[grpo] pass trainer state to reward funcs(#4779)

hjh0119 · web-flow · commit 4ddb7fa543ae · 2025-07-01T14:43:28.000+08:00
diff --git a/docs/source/Instruction/GRPO/DeveloperGuide/奖励函数.md b/docs/source/Instruction/GRPO/DeveloperGuide/奖励函数.md
@@ -1,6 +1,10 @@
 # 奖励函数
 ## 自定义奖励函数
-奖励函数接受模型生成的文本 completions 以及其他数据集中的列作为参数(kwargs)，并对模型生成的文本进行打分。以下是一个示例，展示了如何实现一个简单的长度奖励函数。该函数会在模型生成的文本长度超过 1024 时，给予 1.0 的奖励信号；否则，奖励信号为 0.0。
+奖励函数接受模型生成的文本 completions 其他数据集中的列以及训练器状态作为参数(kwargs)进行打分, 其中[训练器状态](https://huggingface.co/docs/transformers/main/main_classes/callback#transformers.TrainerState)包含训练的步数等信息。
+
+注意：模型输入相关的列（比如query，response）会被处理为 messages 键，原数据集中的 assistant response 会被舍弃，请使用额外的列进行保留。
+
+以下是一个示例，展示了如何实现一个简单的长度奖励函数。该函数会在模型生成的文本长度超过 1024 时，给予 1.0 的奖励信号；否则，奖励信号为 0.0。
 
 ```python
 from swift.plugin import ORM, orms
@@ -13,23 +17,27 @@ orms['dummy']= DummyLengthRewardFunction
 
 **获取数据集中的其他列**
 
-比如奖励函数需要获取数据集`solution`列作为辅助计算，以下是两种获取方式
+比如奖励函数需要获取数据集`solution`列、当前训练步数和总步数作为辅助计算，以下是两种获取方式
 
-第一种：在__call__入参中显式定义 solution 列名
+第一种：在__call__入参中显式定义列名
 ```python
-    def __call__(completions, solution, **kwargs):
+    def __call__(completions, solution, trainer_state, **kwargs):
         print(solution)
+        global_step = trainer_state.global_step
+        max_steps = trainer_state.max_steps
         ...
 ```
 
 第二种：在kwargs中获取
 ```python
     def __call__(completions, **kwargs):
         solution = kwargs.get('solution')
+        trainer_state = kwargs.get('trainer_state')
+        global_step = trainer_state.global_step
+        max_steps = trainer_state.max_steps
         ...
 ```
 
-注意：messages 相关的列（比如query，response）会被处理，以及原数据集中的 assistant response 会被舍弃，请使用额外的列进行保留。
 
 **使用自定义奖励函数**
 
diff --git a/docs/source_en/Instruction/GRPO/DeveloperGuide/reward_function.md b/docs/source_en/Instruction/GRPO/DeveloperGuide/reward_function.md
@@ -1,6 +1,10 @@
 # Reward Function
 ## Custom Reward Function
-The reward function takes the model-generated text `completions` and other columns from the dataset as parameters (`kwargs`) and scores the model-generated text. Below is an example demonstrating how to implement a simple length-based reward function. This function assigns a reward signal of 1.0 if the length of the model-generated text exceeds 1024; otherwise, the reward signal is 0.0.

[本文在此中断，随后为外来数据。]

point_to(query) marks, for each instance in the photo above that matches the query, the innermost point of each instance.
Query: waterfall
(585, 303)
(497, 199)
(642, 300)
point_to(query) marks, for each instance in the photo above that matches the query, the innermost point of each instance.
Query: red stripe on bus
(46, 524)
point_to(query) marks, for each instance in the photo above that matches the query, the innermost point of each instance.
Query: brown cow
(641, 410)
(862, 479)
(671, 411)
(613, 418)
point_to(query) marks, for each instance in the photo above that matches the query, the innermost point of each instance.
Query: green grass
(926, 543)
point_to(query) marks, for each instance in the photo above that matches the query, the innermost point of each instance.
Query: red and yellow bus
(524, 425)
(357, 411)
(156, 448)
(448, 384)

+The reward function takes as arguments (via kwargs) the model-generated completions, other columns from the dataset, and the training state, and calculates a reward score. The [trainer state]() includes information such as the current training step.
+
+Note: The columns related to model input (such as query and response) are converted to the messages key. The original assistant response in the dataset will be discarded, so please use extra columns if you wish to retain it.
+
+Below is an example illustrating how to implement a simple length-based reward function. This function assigns a reward of 1.0 if the length of the generated completion exceeds 1024, and 0.0 otherwise.
 
 ```python
 from swift.plugin import ORM, orms
@@ -12,25 +16,28 @@ orms['dummy']= DummyLengthRewardFunction
 ```
 
 **Accessing Other Columns in the Dataset**
+For example, if the reward function needs to access the solution column from the dataset, as well as the current training step and the total number of steps for calculation, there are two ways to retrieve these values:
 
-For example, if the reward function needs to access the solution column from the dataset for auxiliary calculations, here are two ways to achieve this:
 
-Explicitly define the solution column name in the __call__ parameters:
+Explicitly define the column name in the __call__ parameters:
 ```python
-    def __call__(completions, solution, **kwargs):
+    def __call__(completions, solution, trainer_state, **kwargs):
         print(solution)
+        global_step = trainer_state.global_step
+        max_steps = trainer_state.max_steps
         ...
 ```
 
 Retrieve it from kwargs:
 ```python
     def __call__(completions, **kwargs):
         solution = kwargs.get('solution')
+        trainer_state = kwargs.get('trainer_state')
+        global_step = trainer_state.global_step
+        max_steps = trainer_state.max_steps
         ...
 ```
 
-Note: Columns related to messages (e.g., query, response) will be processed, and the original assistant responses in the dataset will be discarded. Use additional columns to retain such information.
-
 **Using Custom Reward Functions**
 
 You can add the reward function in [plugin program](https://github.com/modelscope/ms-swift/blob/main/examples/train/grpo/plugin/plugin.py), register it using the parameter `--external_plugins examples/train/grpo/plugin/plugin.py`, and specify it via the `reward_funcs` parameter.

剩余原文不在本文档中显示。